Guardo il soffitto, accecante a causa dell'autostrada di luci al neon che lo costellano, e il centro commerciale oltre il vetro della libreria, vuoto e silenzioso, ma ancora splendente dalle migliaia di volt che sprizzano da ogni suo lampadario, vetrina, faro, torcia delle guardie, fontana ad acqua e via dicendo.

Tengo il fiato sospesa, in attesa.

Le luci si spengono, le signore delle pulizie, così come le guardie di controllo, se ne vanno.
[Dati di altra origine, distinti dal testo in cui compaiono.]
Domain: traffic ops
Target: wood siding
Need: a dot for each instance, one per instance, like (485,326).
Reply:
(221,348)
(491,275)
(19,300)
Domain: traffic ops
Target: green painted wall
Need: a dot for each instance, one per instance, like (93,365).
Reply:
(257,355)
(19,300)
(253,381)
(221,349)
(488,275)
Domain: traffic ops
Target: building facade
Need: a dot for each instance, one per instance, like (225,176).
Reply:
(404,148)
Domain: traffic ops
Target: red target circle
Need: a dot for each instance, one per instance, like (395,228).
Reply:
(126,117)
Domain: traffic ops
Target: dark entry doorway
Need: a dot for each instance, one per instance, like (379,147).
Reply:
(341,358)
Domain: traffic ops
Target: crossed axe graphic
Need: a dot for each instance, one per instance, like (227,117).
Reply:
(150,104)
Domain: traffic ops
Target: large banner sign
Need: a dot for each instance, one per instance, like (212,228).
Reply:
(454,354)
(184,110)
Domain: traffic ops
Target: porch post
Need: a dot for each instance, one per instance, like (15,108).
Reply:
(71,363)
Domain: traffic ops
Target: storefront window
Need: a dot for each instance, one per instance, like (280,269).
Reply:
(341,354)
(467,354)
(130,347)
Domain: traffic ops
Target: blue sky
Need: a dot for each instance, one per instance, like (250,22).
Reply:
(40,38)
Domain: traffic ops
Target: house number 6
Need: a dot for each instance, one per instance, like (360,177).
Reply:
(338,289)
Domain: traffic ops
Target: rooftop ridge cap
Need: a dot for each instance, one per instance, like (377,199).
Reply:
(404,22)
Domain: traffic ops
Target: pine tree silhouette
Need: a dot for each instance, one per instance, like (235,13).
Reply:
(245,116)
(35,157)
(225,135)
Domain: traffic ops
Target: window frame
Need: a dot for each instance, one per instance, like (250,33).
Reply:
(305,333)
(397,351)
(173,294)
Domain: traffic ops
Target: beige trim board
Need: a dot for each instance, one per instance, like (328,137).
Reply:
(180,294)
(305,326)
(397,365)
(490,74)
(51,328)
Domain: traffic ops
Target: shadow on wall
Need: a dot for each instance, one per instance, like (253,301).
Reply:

Arrivano le guardie notturne, ma si appostano alle entrate, lontano dalla mia vista. Giovanni mi chiede se può spegnere anche le luci del supermercato, per risparmiare energia. Dico di sì.

In un attimo il buio mi avvolge e finalmente posso tornare a respirare.

L'oscurità, ormai, non mi spaventa più.



N.d.A.

Con questo capitolo dichiaro ufficialmente chiusa l'introduzione alla storia vera e propria. Non che questi tre capitoli non ne facciano parte, ovviamente: direi piuttosto che le sono indispensabili. Lo so, potrebbero essere risultati un po' monotoni, ma, ecco, in un certo senso la loro indispensabilità sta proprio in questo: spero, infatti, che abbiano dato un po' l'idea della vita della nostra protagonista.

Bando alle ciance, chiusa parentesi, a voi il giudizio.